For prototype, you can use the 'gst-launch' tool to assemble video pipelines and test them, then it's fairly simply to create pipelines programatically in your code. Search for 'GStreamer network streaming' to see examples of people doing this with webcams and the like.
I'm not sure about the actual technologies used, but this can end up being a huge synchronization ***** if you want to avoid dropped frames. I was streaming a video to a file and network at the same time. What I eventually ended up doing was using a big circular buffer with three pointers: one write and two read. There were three control threads (and some additional encoding threads): one writing to the buffer which would pause if it reached a point in the buffer not read by both of the others, and two reader threads that would read from the buffer and write to the file/network (and pause if they got ahead of the producer). Since everything was written and read as frames, sync overhead could be kept to a minimum.
My producer was a transcoder (from another file source), but in your case, you may want the camera to produce whole frames in whatever format it normally does and only do the transcoding (with something like ffmpeg) for the server, while the robot processes the image.

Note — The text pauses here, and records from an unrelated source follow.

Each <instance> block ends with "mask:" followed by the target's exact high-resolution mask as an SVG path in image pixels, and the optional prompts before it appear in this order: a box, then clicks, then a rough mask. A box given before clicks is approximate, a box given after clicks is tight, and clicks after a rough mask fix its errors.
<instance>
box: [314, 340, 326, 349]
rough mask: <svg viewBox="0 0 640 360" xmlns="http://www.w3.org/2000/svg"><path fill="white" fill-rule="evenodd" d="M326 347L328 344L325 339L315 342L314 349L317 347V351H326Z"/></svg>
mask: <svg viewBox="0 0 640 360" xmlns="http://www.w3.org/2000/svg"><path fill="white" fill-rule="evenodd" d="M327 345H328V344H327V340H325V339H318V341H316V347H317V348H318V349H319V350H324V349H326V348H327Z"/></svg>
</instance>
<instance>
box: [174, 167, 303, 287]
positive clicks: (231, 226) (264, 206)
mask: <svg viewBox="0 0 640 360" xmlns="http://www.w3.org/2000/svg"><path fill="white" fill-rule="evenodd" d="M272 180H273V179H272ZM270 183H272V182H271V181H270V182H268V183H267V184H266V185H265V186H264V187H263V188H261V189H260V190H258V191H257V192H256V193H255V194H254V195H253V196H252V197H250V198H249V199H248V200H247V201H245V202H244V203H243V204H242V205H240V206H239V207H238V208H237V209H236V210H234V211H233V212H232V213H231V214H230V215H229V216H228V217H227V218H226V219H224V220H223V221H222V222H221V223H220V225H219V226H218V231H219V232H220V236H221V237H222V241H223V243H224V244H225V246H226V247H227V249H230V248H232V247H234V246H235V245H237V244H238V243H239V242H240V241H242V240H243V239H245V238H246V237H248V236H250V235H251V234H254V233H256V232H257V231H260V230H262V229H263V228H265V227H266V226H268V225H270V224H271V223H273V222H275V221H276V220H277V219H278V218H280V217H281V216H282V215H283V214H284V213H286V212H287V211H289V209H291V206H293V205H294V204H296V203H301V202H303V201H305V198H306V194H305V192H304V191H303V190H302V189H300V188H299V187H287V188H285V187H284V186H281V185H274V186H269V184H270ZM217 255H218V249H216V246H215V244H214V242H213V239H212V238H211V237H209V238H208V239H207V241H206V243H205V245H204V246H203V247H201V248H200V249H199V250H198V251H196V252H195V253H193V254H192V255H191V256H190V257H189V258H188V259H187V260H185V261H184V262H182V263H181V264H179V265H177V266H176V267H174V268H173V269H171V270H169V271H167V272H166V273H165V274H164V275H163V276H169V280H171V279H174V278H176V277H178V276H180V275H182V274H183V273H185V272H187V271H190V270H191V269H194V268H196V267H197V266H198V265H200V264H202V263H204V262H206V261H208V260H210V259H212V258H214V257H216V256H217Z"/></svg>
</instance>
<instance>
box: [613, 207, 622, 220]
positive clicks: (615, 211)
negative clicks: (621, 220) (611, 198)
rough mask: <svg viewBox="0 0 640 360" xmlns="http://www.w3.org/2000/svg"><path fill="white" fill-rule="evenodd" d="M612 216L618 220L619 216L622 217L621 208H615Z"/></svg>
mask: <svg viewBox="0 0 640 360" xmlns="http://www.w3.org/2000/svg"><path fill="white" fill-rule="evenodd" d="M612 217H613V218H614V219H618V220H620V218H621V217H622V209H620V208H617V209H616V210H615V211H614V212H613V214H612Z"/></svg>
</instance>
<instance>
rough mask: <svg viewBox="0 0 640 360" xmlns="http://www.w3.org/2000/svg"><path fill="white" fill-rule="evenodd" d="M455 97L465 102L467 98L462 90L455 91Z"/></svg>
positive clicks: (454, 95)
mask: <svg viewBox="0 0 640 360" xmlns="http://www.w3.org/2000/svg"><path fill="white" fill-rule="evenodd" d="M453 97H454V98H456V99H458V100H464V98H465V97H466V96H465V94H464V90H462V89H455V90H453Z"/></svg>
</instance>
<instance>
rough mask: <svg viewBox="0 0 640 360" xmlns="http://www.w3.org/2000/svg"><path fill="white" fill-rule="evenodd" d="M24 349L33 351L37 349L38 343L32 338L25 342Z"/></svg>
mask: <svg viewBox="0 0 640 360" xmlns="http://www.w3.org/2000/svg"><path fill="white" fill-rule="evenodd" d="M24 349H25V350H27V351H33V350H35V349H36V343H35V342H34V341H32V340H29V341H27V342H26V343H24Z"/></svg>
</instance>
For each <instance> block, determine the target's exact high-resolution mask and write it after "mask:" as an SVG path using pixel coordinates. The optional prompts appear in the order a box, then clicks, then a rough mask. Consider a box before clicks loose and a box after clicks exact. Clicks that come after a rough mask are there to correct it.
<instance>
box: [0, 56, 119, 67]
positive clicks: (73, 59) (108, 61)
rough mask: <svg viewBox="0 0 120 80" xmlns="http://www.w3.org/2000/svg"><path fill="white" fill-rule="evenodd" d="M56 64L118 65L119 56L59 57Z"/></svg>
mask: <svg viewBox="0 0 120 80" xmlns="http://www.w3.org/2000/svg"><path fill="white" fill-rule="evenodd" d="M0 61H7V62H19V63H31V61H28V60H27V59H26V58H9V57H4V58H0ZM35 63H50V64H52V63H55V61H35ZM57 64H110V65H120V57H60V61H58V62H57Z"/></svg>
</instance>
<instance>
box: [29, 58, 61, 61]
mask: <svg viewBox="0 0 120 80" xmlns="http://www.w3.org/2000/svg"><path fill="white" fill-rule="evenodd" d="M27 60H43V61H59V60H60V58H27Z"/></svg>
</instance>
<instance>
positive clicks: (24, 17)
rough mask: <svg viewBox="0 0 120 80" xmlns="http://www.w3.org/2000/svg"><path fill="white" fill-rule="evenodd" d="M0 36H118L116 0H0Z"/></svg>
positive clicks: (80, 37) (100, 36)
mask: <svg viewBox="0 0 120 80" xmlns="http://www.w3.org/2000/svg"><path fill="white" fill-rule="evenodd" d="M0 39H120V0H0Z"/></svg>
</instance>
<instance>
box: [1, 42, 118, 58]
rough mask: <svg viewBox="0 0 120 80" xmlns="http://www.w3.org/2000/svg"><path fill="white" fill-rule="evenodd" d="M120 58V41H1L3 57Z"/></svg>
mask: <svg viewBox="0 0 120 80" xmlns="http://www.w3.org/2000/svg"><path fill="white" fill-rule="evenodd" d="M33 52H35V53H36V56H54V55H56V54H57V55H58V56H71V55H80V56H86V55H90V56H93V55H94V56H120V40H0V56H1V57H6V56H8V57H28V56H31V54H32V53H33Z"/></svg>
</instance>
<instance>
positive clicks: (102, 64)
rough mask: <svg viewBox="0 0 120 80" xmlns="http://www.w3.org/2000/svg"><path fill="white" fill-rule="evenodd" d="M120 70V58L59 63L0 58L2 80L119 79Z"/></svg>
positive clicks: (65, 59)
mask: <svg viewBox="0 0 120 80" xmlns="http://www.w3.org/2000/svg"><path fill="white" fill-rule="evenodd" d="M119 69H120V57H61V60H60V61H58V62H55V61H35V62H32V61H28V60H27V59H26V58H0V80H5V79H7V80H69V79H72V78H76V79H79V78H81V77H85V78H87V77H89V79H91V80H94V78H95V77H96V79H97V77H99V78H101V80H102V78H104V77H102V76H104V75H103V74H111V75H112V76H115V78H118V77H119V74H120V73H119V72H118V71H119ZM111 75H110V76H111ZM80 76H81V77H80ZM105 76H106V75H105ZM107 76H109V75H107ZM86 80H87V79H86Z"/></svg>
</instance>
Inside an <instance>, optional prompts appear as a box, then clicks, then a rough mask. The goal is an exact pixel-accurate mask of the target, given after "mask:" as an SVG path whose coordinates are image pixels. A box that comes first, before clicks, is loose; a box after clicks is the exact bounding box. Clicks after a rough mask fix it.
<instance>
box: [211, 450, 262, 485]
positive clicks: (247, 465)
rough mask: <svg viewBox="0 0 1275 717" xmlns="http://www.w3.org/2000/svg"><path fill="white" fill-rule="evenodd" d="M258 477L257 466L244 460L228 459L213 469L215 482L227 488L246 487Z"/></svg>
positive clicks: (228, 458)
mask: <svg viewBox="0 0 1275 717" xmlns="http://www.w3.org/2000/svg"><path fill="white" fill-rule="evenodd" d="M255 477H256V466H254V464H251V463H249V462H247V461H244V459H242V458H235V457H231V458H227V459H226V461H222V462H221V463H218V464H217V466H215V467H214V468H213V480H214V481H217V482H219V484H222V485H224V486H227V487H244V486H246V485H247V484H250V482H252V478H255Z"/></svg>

Your problem is a bit more complex, though, since the robot needs real-time feedback so can't pause and wait for the streaming server to catch up. So you might want to get frames to the control system as fast as possible and buffer some up in a circular buffer separately for streaming to the "control panel". Certain codecs handle dropped frames better than others, so if the network gets behind you can start overwriting frames at the end of the buffer (taking care they're not being read).
When you say 'a new video port' and then start talking about vlc/gstreaming i'm finding it hard to work out what you want. Obviously these software packages will assist in streaming and compressing via a number of protocols but clearly you'll need a 'network port' not a 'video port' to send the stream.
If what you really mean is sending display output via wireless video/tv feed that's another matter, however you'll need advice from hardware experts rather than software experts on that.
Moving on. I've done plenty of streaming over MMS/UDP protocols and vlc handles it very well (as server and client). However it's designed for desktops and may not be as lightweight as you want. Something like gstreamer, mencoder or ffmpeg on the over hand is going to be better I think. What kind of CPU does the robot have? You'll need a bit of grunt if you're planning real-time compression.
On the client side I think you'll find a number of widgets to handle video in GTK. I would look into that before worrying about interface details.